- To the degree you can stand it, you should usually be as aggressive as possible with your 401(k) allocation, and your investments generally.
- There are those who are really uncomfortable with investing aggressively, even when they're young.
- Unfortunately for those people, there's really not a better option--and the threat of losses is often far worse than perceived.
Conventional wisdom says that, in your younger years, you should be investing as aggressively as possible as long as it's not beyond your comfort level.
That conventional wisdom is certainly true for retirement accounts like 401(k) plans. Early on, and maybe even later on as well, you want an aggressive 401(k) allocation for a number of reasons.
First, you won't be using that money anytime soon. So if the market dips or dives, it should not affect you, or at least it won't affect your day-to-day living. This is why, in general, retirement accounts should take on more risk than taxable accounts due to their longer time horizon.
Second, and very much related to that, most people with 401(k)s are contributing to them on a regular basis: At the end of each pay period, to be exact. You'll be buying when the markets are roaring, but you'll also be buying when they're in the doldrums. That's a sort of mechanical dollar cost averaging strategy that's so simple it can barely be called a strategy, but one that most of us would benefit from.

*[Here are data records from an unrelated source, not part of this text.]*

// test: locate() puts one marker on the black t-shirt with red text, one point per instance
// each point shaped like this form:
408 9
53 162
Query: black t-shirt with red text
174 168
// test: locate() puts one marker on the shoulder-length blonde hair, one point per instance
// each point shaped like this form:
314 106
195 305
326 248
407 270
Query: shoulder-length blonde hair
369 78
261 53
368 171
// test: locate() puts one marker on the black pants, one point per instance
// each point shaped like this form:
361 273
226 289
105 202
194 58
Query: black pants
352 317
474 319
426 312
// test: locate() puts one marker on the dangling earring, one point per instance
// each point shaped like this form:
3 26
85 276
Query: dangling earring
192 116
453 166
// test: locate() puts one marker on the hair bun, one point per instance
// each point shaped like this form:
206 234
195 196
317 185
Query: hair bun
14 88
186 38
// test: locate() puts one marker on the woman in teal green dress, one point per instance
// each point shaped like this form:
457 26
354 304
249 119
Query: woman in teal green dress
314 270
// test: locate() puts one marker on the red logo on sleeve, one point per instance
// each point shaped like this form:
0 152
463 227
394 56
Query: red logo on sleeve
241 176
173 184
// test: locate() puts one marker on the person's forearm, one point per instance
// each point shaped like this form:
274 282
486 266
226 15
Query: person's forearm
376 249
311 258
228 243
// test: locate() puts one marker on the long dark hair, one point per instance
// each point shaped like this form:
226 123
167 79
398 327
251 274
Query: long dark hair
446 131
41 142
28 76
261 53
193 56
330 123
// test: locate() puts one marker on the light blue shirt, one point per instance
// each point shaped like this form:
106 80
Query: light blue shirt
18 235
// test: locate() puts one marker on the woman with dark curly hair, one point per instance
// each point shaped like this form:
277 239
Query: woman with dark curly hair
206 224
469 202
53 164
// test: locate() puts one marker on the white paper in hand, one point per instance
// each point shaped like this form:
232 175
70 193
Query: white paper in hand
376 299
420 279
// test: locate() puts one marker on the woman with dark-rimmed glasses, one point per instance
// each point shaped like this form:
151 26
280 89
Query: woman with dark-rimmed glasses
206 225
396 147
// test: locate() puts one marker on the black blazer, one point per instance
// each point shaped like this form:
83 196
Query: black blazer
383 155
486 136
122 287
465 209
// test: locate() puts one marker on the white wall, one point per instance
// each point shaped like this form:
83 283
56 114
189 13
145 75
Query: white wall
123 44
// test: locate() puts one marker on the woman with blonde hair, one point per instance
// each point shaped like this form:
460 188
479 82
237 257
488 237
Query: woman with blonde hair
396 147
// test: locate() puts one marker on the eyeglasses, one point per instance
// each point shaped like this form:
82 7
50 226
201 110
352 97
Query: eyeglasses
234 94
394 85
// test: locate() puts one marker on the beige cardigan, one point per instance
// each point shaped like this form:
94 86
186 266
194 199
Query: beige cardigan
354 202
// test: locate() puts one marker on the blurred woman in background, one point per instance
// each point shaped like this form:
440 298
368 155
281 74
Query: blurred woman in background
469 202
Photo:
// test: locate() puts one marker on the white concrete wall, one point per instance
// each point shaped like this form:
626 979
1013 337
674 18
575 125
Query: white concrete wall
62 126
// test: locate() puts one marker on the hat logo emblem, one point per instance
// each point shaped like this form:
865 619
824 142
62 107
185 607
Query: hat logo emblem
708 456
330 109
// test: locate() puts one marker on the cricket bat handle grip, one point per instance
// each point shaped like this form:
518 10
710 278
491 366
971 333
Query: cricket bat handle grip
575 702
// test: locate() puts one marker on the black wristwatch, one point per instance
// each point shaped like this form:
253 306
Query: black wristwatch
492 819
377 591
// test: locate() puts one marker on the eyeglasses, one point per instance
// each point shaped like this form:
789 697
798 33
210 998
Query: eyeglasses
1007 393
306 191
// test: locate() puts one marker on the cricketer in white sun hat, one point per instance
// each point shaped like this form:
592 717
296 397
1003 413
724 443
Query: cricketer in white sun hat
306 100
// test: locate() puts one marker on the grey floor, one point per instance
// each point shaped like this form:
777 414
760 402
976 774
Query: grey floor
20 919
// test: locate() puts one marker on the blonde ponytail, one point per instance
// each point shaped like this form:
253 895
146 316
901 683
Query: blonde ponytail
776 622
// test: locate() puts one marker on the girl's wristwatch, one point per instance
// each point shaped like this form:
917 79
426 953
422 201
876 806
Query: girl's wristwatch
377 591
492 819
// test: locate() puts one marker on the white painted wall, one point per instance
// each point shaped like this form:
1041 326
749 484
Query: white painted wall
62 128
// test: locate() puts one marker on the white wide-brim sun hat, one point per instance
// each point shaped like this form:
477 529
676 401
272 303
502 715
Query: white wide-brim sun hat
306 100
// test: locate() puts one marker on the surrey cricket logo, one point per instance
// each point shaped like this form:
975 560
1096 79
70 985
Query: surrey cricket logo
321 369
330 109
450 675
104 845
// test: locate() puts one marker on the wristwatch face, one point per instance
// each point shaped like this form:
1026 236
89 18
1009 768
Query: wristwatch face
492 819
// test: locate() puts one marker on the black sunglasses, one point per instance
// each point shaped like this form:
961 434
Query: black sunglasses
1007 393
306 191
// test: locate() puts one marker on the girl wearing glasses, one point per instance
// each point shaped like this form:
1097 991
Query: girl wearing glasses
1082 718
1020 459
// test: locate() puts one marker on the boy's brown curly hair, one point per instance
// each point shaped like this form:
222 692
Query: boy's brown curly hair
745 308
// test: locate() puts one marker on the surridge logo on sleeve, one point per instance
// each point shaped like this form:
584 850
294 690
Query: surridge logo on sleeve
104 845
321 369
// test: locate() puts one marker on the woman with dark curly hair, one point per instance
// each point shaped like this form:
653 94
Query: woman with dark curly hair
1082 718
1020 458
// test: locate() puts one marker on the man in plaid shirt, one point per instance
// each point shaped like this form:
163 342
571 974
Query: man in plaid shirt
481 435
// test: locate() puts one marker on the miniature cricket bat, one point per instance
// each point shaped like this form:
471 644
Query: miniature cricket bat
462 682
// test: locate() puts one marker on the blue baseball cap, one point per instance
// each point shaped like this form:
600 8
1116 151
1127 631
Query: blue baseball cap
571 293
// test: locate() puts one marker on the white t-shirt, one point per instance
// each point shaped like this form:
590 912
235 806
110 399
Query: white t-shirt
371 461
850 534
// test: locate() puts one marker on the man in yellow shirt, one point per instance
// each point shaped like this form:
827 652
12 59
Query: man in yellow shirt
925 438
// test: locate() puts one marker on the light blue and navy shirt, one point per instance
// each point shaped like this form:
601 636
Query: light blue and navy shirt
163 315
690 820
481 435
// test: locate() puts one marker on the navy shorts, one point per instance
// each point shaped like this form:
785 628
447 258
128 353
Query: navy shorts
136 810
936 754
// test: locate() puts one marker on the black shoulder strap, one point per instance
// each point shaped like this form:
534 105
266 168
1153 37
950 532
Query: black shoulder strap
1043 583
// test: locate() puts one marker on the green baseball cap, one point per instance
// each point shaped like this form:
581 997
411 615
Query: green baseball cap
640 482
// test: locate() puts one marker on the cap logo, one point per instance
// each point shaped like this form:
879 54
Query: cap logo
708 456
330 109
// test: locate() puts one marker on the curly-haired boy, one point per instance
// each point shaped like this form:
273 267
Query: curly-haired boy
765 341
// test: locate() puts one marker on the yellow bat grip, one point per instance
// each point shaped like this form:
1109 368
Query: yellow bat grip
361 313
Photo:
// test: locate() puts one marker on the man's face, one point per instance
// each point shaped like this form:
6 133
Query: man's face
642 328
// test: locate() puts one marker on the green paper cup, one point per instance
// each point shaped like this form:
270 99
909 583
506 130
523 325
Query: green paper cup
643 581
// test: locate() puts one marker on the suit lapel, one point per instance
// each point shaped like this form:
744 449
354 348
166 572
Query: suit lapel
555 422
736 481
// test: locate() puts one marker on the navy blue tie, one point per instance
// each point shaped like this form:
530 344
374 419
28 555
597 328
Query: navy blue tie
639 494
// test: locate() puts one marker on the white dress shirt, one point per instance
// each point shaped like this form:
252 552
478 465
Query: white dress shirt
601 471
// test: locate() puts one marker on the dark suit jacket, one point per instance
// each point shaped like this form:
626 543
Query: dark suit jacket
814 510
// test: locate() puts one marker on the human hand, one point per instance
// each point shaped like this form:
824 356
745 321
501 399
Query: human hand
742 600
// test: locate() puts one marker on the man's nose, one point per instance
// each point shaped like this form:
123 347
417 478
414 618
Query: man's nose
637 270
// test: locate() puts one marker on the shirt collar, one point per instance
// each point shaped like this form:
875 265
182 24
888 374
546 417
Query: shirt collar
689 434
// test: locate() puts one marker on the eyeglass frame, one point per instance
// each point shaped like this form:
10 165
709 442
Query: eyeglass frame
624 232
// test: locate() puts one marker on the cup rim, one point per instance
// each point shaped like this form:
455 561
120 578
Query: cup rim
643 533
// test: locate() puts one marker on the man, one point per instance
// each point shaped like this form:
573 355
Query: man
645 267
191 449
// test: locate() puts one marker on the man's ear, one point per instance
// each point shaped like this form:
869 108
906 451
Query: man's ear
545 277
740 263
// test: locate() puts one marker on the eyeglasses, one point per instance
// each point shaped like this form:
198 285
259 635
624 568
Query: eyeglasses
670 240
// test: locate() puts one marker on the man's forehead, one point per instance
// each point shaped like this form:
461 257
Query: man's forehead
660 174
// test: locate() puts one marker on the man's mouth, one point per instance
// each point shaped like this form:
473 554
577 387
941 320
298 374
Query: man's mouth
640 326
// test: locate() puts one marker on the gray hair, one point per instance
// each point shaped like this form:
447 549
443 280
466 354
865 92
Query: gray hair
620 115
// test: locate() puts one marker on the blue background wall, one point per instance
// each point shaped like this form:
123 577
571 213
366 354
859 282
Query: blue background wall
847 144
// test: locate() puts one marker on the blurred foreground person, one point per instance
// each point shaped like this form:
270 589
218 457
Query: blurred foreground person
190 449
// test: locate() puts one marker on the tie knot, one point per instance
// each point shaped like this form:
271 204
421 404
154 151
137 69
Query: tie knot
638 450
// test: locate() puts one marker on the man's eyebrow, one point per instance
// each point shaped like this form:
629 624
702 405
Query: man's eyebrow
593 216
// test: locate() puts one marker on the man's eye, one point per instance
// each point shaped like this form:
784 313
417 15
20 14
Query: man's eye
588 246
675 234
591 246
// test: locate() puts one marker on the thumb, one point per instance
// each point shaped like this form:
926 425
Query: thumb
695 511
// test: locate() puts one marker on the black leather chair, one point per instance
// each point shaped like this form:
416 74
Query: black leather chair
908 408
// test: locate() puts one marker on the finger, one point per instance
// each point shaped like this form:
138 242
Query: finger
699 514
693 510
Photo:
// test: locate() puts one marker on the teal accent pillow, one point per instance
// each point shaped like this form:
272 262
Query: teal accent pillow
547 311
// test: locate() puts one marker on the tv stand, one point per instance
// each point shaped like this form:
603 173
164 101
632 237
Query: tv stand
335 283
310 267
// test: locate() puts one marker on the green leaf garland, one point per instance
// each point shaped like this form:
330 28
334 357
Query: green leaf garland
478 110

Most investors tend to dial down the aggressiveness of their investments the older they get--and not just their 401(k)s (which generally turn into rollover IRAs eventually). That's because you don't want to be retired or heading into retirement right when the securities markets turn against you. Also, once you get to 59 1/2, you're able to start drawing down on your qualified accounts without penalty. If you're counting on that money, you want it to be there. In other words, you don't want it cut down by a bear market.
You can run scenarios on various asset allocations in the WealthTrace Retirement & Financial Planner to see which asset allocation maximizes your chances of a secure retirement. Sign up for a free trial today to view your retirement projections.
We used the WealthTrace Planner to run a case study in having a more aggressive 401(k) allocation. Consider a single person, age 34, looking to retire at 68, with annual retirement spending projected to be in the $70,000 range. She has about $1.5 million split between taxable and qualified accounts, with about a quarter of each account in value stocks, with the rest spread across bonds of various durations. She contributes $5,000 annually to her 401(k).
With this asset allocation, things are not looking great for our hypothetical investor on a Monte Carlo basis:
You may have raised your eyebrows a bit at that asset allocation above because it looks excessively conservative for someone so young. But these folks are out there: They don't like market crashes, or they don't trust the stock market, or, for any number of other reasons, they just don't want to be in equities.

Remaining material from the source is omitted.